Welcome! I am a Ph.D. Candidate in political theory in the Department of Political Science at the University of Toronto. 

My work brings a critical, psychoanalytically informed approach to the relationship between the body, the self, and political life, with a particular focus on how the body’s vulnerability and mortality shape dynamics between leaders and followers. My dissertation, A Good Grief: The Psychological Consequences of the Human Body in the Thought of Freud, Hobbes, and Thucydides, shows how conceptions of the body and the presumed location of the self are historically malleable, require interpretation, and play a central role in informing citizens’ expectations of leaders.
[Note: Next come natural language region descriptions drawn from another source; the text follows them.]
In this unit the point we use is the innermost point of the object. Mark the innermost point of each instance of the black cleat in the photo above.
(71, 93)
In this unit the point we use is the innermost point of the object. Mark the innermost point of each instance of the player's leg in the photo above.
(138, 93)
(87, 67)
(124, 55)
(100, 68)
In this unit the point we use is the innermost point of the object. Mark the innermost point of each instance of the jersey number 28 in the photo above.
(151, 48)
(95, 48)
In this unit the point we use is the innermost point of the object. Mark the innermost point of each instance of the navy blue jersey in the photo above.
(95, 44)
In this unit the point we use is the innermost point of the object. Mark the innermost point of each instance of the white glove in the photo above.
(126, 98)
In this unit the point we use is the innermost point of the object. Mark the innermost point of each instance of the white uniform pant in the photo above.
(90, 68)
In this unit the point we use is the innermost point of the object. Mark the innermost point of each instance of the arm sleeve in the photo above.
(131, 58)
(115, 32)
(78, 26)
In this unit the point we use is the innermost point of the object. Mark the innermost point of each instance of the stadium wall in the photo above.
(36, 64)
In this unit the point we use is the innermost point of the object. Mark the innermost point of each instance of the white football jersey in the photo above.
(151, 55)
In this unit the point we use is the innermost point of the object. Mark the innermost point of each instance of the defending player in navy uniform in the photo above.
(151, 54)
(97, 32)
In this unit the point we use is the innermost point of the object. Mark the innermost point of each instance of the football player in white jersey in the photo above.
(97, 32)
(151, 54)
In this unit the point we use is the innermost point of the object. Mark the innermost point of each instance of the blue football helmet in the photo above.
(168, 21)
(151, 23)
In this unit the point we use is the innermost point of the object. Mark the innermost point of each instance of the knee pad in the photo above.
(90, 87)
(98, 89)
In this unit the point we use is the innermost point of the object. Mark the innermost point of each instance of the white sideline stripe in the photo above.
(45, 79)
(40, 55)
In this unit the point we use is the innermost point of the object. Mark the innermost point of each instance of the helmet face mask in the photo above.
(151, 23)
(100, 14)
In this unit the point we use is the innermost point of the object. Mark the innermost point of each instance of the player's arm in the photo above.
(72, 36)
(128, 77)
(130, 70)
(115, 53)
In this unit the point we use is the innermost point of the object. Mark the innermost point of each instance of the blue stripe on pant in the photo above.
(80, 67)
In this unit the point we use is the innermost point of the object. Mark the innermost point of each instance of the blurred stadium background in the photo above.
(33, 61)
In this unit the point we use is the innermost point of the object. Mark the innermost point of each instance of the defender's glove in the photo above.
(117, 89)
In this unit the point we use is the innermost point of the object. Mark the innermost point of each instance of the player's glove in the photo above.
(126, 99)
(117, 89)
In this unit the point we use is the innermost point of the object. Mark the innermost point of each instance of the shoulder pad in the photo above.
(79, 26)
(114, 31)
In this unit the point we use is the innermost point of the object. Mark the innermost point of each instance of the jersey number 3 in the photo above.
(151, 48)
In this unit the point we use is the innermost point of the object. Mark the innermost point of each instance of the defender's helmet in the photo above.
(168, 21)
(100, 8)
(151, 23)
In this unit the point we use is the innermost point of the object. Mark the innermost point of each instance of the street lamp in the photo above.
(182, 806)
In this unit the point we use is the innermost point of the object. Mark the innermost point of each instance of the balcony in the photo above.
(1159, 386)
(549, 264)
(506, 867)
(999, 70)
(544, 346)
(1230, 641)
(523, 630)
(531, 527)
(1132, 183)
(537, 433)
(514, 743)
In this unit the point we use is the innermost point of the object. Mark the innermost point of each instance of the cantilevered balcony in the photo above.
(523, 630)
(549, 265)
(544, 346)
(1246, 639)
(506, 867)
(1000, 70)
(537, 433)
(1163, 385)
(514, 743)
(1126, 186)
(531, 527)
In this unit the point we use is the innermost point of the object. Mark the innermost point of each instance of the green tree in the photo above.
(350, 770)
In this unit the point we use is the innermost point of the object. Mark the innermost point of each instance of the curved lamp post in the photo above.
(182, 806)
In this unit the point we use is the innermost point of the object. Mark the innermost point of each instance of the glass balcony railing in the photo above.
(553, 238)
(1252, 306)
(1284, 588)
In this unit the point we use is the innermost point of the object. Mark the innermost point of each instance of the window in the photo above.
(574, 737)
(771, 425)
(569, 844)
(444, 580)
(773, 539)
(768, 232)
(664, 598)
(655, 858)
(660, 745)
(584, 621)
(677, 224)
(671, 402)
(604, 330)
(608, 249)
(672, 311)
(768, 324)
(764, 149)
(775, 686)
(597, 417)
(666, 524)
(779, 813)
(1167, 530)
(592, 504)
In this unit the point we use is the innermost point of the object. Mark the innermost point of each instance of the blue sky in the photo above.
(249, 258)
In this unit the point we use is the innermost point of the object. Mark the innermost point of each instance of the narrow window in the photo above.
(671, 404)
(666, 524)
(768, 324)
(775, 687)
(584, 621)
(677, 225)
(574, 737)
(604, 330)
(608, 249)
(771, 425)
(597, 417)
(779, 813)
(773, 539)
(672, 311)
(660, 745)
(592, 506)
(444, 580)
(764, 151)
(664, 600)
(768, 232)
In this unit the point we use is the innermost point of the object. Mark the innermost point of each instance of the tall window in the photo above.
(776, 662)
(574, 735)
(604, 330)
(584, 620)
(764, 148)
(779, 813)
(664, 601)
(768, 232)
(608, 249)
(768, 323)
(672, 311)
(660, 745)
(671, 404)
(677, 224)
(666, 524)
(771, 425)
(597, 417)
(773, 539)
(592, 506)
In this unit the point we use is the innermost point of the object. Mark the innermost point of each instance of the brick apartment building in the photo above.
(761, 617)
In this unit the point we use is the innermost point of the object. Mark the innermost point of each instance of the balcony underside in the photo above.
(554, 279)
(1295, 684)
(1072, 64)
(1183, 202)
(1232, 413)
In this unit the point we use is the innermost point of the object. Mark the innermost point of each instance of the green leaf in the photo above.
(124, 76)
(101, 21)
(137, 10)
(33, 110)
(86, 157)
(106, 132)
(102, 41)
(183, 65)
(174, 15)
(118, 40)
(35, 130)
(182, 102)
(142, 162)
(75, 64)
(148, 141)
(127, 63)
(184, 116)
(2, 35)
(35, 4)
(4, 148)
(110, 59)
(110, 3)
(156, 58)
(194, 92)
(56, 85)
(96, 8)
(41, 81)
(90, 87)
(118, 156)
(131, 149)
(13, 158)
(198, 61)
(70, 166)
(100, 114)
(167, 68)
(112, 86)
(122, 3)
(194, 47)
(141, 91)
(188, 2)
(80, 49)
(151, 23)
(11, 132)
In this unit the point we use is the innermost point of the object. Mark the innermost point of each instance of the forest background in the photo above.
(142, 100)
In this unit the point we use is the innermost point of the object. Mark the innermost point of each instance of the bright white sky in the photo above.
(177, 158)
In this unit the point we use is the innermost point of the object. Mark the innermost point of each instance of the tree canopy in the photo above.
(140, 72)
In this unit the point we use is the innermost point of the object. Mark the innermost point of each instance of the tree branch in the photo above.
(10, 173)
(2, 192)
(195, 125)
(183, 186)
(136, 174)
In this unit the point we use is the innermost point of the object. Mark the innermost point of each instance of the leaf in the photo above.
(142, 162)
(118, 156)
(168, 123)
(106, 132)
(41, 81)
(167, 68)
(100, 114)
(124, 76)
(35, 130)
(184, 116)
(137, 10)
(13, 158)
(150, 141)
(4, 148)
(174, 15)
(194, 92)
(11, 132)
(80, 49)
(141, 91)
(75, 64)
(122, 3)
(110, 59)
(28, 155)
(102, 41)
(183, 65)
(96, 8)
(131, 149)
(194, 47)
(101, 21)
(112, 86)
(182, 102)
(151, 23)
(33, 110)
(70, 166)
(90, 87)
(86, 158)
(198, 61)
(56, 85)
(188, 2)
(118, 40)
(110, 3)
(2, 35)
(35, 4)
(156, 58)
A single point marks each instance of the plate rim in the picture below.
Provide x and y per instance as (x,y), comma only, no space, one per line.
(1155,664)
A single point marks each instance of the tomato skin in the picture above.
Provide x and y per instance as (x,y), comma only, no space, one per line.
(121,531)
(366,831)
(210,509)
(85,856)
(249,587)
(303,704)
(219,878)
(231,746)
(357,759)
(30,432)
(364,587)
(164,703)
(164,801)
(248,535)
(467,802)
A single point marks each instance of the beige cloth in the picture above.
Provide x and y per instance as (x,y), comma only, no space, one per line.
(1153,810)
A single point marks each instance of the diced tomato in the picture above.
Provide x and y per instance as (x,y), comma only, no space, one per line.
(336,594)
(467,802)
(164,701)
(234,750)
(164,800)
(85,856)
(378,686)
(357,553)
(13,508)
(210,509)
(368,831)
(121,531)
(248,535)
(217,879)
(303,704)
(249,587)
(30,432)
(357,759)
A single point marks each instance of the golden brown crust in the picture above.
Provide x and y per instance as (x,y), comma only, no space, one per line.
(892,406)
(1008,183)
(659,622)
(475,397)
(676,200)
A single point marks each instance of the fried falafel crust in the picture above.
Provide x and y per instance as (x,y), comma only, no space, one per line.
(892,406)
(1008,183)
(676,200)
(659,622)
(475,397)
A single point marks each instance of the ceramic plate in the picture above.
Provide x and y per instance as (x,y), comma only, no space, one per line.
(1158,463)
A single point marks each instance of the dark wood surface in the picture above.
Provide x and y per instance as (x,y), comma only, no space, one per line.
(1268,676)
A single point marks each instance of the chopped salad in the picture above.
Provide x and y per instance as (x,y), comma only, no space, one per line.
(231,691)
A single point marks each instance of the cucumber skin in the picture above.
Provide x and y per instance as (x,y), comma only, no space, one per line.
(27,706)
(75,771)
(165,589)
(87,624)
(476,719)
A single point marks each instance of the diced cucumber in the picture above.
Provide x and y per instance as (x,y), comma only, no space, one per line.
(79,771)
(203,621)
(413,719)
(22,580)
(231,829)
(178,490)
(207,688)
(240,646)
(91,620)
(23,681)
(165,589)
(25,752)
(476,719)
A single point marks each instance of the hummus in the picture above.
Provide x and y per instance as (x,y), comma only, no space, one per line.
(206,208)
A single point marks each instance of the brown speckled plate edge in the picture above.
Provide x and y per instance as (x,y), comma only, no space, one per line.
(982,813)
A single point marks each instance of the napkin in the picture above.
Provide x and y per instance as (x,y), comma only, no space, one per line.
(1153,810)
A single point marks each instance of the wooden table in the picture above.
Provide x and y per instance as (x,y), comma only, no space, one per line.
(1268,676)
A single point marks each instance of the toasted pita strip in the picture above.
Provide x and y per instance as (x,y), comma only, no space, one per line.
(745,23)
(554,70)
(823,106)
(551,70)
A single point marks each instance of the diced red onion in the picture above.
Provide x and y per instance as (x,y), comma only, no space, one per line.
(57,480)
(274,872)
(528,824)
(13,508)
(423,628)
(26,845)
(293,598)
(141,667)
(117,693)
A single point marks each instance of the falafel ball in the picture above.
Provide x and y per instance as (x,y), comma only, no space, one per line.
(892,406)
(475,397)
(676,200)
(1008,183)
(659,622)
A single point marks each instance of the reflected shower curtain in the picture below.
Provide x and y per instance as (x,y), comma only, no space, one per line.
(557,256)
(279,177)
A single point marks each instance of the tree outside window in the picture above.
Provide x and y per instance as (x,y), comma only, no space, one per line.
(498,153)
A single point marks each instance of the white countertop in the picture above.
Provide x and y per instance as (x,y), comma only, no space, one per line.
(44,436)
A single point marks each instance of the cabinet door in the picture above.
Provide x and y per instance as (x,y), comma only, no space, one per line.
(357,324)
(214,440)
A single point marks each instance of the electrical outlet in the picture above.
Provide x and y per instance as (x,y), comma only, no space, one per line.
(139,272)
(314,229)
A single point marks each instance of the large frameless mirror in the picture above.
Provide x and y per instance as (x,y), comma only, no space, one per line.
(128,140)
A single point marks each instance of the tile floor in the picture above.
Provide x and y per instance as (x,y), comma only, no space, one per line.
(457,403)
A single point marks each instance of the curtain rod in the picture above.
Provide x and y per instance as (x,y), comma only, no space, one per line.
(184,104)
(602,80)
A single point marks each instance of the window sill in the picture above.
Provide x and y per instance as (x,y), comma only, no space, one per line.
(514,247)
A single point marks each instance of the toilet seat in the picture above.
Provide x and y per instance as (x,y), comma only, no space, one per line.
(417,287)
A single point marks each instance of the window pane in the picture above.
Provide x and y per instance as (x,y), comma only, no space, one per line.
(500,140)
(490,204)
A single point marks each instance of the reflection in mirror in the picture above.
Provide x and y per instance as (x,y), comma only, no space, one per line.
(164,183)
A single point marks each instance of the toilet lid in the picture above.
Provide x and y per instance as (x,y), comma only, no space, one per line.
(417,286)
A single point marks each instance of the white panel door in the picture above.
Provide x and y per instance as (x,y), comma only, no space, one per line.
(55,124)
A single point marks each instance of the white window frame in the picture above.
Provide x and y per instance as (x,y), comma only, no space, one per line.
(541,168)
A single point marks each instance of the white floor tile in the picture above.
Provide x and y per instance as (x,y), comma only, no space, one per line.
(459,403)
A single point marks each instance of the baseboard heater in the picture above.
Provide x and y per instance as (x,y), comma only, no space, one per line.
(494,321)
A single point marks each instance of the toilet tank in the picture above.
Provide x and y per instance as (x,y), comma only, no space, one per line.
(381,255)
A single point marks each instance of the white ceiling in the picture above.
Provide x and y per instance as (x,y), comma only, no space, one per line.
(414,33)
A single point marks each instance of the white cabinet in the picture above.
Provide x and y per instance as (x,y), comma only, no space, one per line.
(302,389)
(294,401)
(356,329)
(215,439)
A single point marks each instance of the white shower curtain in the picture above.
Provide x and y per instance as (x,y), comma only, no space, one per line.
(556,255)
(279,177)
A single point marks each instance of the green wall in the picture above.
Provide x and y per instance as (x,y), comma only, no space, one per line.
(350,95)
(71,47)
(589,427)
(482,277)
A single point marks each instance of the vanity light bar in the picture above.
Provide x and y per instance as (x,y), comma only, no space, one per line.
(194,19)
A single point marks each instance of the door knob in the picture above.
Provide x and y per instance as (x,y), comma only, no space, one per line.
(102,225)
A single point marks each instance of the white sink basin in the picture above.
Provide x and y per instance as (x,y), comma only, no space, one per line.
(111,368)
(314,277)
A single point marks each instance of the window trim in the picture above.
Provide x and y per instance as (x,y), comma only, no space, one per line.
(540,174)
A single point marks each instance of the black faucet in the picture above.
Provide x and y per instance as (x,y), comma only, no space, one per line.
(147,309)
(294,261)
I turn to three figures who all warn that when political actors and communities conceptually separate the “self” from the body - whether by elevating immaterial souls, disembodied reason, or fantasies of transcendence -  personal and political turmoil results, from self-destructive behaviour to tolerance of oppression and an increased readiness for violence. Ultimately, I argue that in challenging us to confront the body as the location of the self, Thucydides, Hobbes and Freud reveal grief or mourning as a civic virtue, while illustrating how texts that focus on (rather than flee from) the body may be an essential part of civic education. 

Thucydides, Hobbes and Freud may seem foreign or ancient to us - but in examining their teaching on the body and its psychological consequences, we may uncover hidden debts to them as well as assumptions about the body we risk taking for granted today.